Daha sonra neler yaptınız? 
İlk çizimler ve modelleme tamamlandığında, sıra animatörlere gelir. Örneğin, onlar sette bir kamera çizerler, onun önüne de karakterleri dizerler. Bir sahne çizildikten sonra, sıra taramaya gelir. Tarama işlemi karakterlere ve nesnelere renk, derinlik ve doku veren aşamadır. Daha sonra, sıra aydınlatma ekibine gelir. En son işlem, sayısal kompozisyondur. Bu aşamada, belli bir sahnenin değişik katmanları üstüste konur. Buna bir örnek verelim: Eğer bir mercan kayalığında sohbet eden iki deniz kaplumbağası göstermek istiyorsanız, önce bu iki kahramanı sete yerleştireceksiniz, sonra su yüzüne yükselen hava kabarcıkları ya da plankton sürüleri gibi ikincil karakterler ve efektleri serpiştireceksiniz. Sualtındaki görme mesafesini ve ışıkları da işte bu sayısal kompozisyon aşamasında yaratıyoruz. 



Bu ekipler birlikte nasıl çalışıyor? Bütçe sınırlarını aşmamaya özen gösterdiğimiz SAMMY 2 filmindeki en büyük zorluk, filmdeki çeşitli ögelerle ilgili bilgilerin, bir bölümden diğerine, akıcı bir şekilde ulaşmasını sağlamak.
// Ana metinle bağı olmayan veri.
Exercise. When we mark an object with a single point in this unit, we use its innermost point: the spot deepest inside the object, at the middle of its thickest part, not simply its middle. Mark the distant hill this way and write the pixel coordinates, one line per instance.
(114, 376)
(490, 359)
Aslında, aksiyon olsun, televizyon dizisi olsun, belgesel olsun, her ne tür film çekiyorsanız çekin, yaptığınız iş aşırı derecede bölümlere ayrılmış bir iştir. Ama, uzun metrajlı bir çizgi film söz konusu olduğunda, bu durum iyice belirginleşir. Bu çalışma oldukça karmaşıktır çünkü bir ekipten diğer ekibe taşınacak dağlar kadar çok veri vardır! Üstüne üstlük, filmin, son haline gelmeden önce geçmesi gereken çok sayıda kontrol noktası vardır. Bu iş neresinden baksanız, yaklaşık iki yıl sürer.
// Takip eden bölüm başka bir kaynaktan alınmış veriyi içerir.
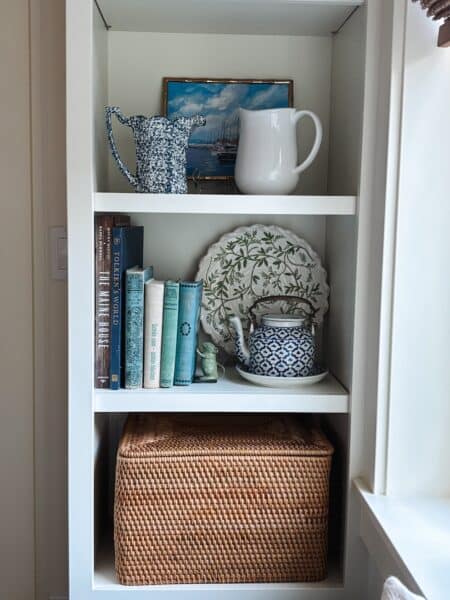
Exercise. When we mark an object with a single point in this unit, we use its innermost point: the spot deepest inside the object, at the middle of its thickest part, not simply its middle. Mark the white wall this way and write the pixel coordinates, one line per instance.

Sizce, üç boyutlu filmlerin gerçek katma değeri nedir? Genelde, üç boyutlu filmler benim sinirimi bouyor çünkü iki boyutlu çizilip sonra iki kamerayla çekiliyorlar. Film ekibi alan genişliğiyle oynadığından, efektler üstünüze üstünüze geliyor ama onlar gerçek, “kabartma” efekt değil! O tür filmler, sinemaya girerken daha çok para verip özel gözlükler takan izleyiciyi resmen dolandırıyor diyebilirim çünkü o filmi normal bir sinemada iki boyutlu izleseler de sonuçta bir şey değişmez. Ben, insanların, bu filmi izledikten sonra, sinemadan bu düşüncelerle çıkmasını hiç arzu etmedim. Ben, izleyicinin, film bittiğinde, kendini gerçek bir üç boyutlu film izlemiş gibi hissetmesini istedim. İki boyutlu sinemanın, insanı belli bir duygusal ve entellektüel seviyeye taşıdığından eminim; bununla birlikte, üç boyutlu bir film de insanı olduğu yerden alır, filmin tam içine fiziksel olarak sokar. İzleyicide bu etkiyi uyandırabilmek için, yön duygusunu, sinematografik bir araçtan daha çok, görsel bir araç olarak algılamalısınız. Her sahnede, tıpkı tiyatroda olduğu gibi, izleyicinin mekan içindeki pozisyonunu göz önünde bulundurmanız gerek.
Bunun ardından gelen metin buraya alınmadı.